A présent que tout le monde a compris que Lieberman n’est pas moins Premier Ministre que Bennett, même s’il n’en détient pas le titre, on peut comprendre les craintes des partis religieux face à une intervention grossière dans les sujets de religion et d’Etat, et à la violation du statuquo. Les orthodoxes soutiennent, vraisemblablement avec raison, qu’en dépit du droit de veto de Bennett concernant les affaires de religion et d’Etat, personne ne lui demandera ce qu’il compte faire, car il optera pour son maintien sur son fauteuil de Premier Ministre pour éviter la dissolution du gouvernement.
En réalité, je n’ai aucune attente de Lieberman. Il n’a pas caché son intention de jeter les orthodoxes avec une brouette dans une décharge. Mes critiques s’adressent à Naphtali Bennett et Yaïr Lapid. Ils se sont tous deux engagés à empêcher toute atteinte contre le secteur orthodoxe. Mais à l’heure de vérité, ils ont montré qu’ils ne se font aucun souci pour eux. Ceux qui pensent que la manœuvre de Lieberman aurait pour objectif de faire céder les partis orthodoxes afin qu’ils rejoignent le gouvernement, sont dans l’erreur. Ce nouveau décret les en éloigne davantage, et c’est apparemment l’intérêt de Bennett, qui a déclaré qu’il ne voulait pas que les orthodoxes y siègent.
Cette décision du ministère des Finances poussera la moitié des femmes orthodoxes à quitter leur travail, pour la simple raison qu’en moyenne, les familles religieuses ont deux enfants à la crèche. Le dommage est évalué à quelque 4 000 shekels. Le salaire moyen, pour une femme orthodoxe, est de 7 000 shekels. il n’y a aucune raison d’aller travailler des jours entiers pour un peu plus de 2 000 shekels. Lieberman détruit ceux qui ont mis des années à se construire.
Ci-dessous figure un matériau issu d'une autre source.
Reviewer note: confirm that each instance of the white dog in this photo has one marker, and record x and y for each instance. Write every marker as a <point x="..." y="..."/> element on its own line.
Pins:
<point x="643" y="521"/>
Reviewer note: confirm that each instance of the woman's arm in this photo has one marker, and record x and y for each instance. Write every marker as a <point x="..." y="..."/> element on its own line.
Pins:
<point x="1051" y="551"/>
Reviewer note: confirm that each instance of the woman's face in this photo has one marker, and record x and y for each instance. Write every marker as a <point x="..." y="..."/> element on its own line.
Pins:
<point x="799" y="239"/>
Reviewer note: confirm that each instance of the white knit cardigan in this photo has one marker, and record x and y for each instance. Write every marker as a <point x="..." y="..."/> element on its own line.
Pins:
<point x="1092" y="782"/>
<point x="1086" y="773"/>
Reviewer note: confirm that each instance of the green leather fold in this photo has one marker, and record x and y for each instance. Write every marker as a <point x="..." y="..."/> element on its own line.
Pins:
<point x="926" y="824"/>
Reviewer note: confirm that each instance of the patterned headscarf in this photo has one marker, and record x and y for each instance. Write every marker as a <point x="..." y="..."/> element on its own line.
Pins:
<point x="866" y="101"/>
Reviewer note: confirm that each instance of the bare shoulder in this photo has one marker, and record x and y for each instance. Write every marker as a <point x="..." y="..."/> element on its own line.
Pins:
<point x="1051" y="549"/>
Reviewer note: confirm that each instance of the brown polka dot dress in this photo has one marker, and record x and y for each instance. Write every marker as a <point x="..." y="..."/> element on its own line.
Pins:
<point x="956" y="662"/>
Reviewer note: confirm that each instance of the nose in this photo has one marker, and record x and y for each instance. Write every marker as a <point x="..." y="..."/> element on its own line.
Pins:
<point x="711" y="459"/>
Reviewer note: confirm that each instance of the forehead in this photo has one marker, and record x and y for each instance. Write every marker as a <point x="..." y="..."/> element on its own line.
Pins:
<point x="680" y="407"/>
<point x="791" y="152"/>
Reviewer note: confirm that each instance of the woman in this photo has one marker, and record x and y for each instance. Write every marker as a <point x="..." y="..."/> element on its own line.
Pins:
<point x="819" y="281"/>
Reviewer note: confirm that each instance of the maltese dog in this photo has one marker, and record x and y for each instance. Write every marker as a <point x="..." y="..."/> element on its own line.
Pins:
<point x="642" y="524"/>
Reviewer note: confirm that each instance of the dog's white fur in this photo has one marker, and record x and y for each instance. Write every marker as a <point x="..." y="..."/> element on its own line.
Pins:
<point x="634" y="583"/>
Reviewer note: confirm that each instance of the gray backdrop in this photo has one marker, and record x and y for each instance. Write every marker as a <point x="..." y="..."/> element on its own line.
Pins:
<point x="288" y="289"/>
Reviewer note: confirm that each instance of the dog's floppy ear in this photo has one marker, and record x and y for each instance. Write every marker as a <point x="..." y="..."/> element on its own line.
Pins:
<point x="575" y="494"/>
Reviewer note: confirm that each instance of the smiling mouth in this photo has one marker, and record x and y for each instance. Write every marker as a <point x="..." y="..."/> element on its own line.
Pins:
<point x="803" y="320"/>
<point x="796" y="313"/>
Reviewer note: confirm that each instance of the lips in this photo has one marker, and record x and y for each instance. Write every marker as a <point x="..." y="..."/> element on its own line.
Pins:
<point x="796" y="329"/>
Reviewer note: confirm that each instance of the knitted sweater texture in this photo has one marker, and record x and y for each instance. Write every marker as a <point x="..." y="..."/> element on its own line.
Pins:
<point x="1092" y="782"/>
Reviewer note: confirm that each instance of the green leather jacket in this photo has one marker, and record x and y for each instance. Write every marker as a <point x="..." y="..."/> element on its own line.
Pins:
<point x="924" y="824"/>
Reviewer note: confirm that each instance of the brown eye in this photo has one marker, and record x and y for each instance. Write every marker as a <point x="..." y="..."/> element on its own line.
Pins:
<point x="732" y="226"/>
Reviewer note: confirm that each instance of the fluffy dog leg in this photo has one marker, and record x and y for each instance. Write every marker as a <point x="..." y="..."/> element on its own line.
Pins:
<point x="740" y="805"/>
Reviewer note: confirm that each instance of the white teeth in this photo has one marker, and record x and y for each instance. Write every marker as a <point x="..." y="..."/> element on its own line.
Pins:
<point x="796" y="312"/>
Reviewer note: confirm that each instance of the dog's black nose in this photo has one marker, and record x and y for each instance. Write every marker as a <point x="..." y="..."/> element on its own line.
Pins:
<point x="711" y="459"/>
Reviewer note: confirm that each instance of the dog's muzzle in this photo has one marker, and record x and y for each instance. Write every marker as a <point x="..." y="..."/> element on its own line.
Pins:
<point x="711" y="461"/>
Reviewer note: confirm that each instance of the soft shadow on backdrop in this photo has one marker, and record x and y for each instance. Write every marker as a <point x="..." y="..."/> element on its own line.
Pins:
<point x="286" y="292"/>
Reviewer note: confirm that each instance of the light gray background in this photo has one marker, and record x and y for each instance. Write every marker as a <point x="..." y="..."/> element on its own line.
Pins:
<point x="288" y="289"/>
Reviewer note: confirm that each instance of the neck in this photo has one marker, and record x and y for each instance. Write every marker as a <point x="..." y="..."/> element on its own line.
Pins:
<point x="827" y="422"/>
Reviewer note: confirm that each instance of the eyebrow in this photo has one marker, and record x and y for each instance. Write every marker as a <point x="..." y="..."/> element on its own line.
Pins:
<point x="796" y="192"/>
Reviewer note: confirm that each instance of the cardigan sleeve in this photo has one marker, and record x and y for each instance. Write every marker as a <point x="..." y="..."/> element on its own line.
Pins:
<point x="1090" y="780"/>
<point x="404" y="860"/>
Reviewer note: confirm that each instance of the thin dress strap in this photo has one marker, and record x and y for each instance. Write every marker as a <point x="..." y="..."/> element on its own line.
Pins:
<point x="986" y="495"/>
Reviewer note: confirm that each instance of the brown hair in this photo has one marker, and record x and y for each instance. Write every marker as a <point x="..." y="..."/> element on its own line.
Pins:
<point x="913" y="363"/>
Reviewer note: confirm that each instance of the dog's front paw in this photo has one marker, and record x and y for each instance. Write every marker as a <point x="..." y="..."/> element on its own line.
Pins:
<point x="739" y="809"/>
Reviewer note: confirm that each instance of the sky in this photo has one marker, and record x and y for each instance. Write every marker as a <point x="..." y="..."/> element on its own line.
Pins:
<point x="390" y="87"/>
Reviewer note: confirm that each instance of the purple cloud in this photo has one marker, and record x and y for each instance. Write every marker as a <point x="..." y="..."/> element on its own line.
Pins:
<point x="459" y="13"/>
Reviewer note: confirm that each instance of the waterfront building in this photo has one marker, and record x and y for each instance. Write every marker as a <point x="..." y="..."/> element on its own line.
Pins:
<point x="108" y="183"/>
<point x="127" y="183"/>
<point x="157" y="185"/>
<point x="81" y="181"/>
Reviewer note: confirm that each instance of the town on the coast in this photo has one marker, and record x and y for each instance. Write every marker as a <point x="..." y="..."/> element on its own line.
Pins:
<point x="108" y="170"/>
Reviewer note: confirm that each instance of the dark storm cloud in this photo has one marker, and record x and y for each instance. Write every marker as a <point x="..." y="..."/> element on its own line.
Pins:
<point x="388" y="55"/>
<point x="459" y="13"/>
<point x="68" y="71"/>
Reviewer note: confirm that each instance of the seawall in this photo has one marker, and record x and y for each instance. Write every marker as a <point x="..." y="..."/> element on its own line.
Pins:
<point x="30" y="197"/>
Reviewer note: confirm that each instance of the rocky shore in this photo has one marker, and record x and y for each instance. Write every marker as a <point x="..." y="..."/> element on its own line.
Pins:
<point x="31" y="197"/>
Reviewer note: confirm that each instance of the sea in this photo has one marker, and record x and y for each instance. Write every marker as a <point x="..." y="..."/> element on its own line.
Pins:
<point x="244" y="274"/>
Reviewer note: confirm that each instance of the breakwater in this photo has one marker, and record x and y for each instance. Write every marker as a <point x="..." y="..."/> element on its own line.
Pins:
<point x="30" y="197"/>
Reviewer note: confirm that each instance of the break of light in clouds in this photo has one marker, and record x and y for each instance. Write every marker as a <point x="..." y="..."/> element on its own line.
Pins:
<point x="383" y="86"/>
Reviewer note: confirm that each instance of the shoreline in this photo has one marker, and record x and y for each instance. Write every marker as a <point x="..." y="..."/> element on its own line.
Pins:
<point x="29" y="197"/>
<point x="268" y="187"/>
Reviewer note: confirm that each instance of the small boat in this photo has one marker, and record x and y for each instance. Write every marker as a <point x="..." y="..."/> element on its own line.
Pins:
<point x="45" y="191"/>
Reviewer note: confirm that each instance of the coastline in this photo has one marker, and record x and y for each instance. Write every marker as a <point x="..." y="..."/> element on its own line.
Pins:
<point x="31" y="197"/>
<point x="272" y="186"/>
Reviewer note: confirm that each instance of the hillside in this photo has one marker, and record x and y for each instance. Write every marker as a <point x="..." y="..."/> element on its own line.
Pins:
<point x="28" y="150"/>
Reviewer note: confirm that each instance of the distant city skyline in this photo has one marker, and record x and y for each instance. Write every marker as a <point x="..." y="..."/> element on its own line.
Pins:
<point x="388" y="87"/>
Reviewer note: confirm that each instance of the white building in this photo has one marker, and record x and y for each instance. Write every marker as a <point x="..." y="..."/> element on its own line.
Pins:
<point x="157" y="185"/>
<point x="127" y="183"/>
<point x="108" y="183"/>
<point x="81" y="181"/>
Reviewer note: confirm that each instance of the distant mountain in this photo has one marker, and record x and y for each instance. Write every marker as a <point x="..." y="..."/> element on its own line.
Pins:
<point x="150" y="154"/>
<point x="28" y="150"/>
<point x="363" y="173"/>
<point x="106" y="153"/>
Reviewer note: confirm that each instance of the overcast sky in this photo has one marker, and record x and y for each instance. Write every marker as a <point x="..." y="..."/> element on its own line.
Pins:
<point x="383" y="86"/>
Il est plus facile d’endommager que de réparer.
Si Lieberman avait voulu réduire les dépenses du ministère, il aurait aussi diminué les subventions énormes destinées à la Communauté des Etats indépendants, sans parler des cinq milliards de shekels annuels qu’a réussi à soutirer le député Mansour Abbas. Lieberman a voulu frapper le ventre mou du secteur orthodoxe, et il y est parvenu. Il a également prouvé sa main-mise sur le gouvernement et l’assouvissement d’une vengeance contre les religieux. Ce faisant, il poussera d’autres milliers de familles sous le seuil de pauvreté. Mais qui ça intéresse ?
Quelqu’un a entendu la ministre de l’Economie ?
Le ministre des Affaires sociales ?
Tous craignent Bennett et préfèrent se taire.